FYROM Citizens say ‘Yes’ to North Macedonia, But Only 35% of Them Voted



FYROM Prime Minister Zoran Zaev

The referendum results for the change of the name of Former Yugoslav Republic of Macedonia went as expected, with 90 percent of voters saying “Yes” to North Macedonia, but only 34.76 percent of them went to the polls.

In order for the referendum results to be valid, at least 50 percent plus one of registered voters needed to participate. Out of the nearly 1.8 million registered voters, only about 630,000 casted a ballot.

Nevertheless, FYROM Prime Minister Zoran Zaev spoke of a victory of the people who want the country to become a member of NATO and the European Union, without mentioning the low turnout. He said that the people’s will must be respected by all.

Opposition party VMRO had called on citizens to boycott the ballot, while the Zaev administration rallied heavily on the “Yes” vote.

“In democracies, those who decide are the citizens who vote.

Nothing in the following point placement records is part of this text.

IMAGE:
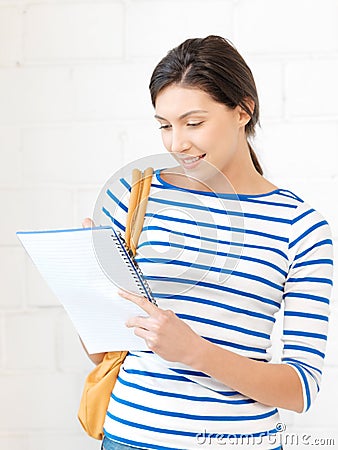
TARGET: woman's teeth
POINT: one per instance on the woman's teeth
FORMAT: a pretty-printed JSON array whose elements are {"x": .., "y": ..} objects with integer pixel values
[{"x": 192, "y": 160}]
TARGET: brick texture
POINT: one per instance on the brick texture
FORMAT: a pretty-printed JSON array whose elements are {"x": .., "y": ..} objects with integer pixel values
[{"x": 75, "y": 107}]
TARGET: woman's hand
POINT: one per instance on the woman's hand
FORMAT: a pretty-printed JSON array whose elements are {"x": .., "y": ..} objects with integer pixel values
[{"x": 164, "y": 333}]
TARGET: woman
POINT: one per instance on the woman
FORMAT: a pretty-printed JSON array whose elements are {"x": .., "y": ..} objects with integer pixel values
[{"x": 219, "y": 276}]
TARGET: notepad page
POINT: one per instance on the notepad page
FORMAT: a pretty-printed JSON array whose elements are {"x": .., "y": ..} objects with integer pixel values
[{"x": 67, "y": 260}]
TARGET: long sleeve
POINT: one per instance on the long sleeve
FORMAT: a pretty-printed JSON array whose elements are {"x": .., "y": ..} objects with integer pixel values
[
  {"x": 306, "y": 295},
  {"x": 114, "y": 204}
]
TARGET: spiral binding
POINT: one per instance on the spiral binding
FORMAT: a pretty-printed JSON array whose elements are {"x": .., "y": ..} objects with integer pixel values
[{"x": 137, "y": 274}]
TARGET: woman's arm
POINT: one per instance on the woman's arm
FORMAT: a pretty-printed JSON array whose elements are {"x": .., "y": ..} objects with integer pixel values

The citizens who voted largely endorsed the Prespa agreement and the country’s accession to the EU and NATO,” Zaev said and called on the opposition MPs to support the required constitutional changes in the House.

Two-thirds of the parliamentary majority are required for ratifying the results of the referendum.

VMRO leader Christian Mickoski said people voted “No” to the agreement by abstaining from the vote. He added that the result is also a message about the “government’s criminal policy”, arguing that the people of FYROM want the EU and NATO but not the Prespa agreement signed with Greece.

Greece’s foreign ministry said that Athens remains committed to the June agreement with Skopje and Greece would drop its objections to FYROM joining the EU and NATO in return for a change of name and some constitutional changes.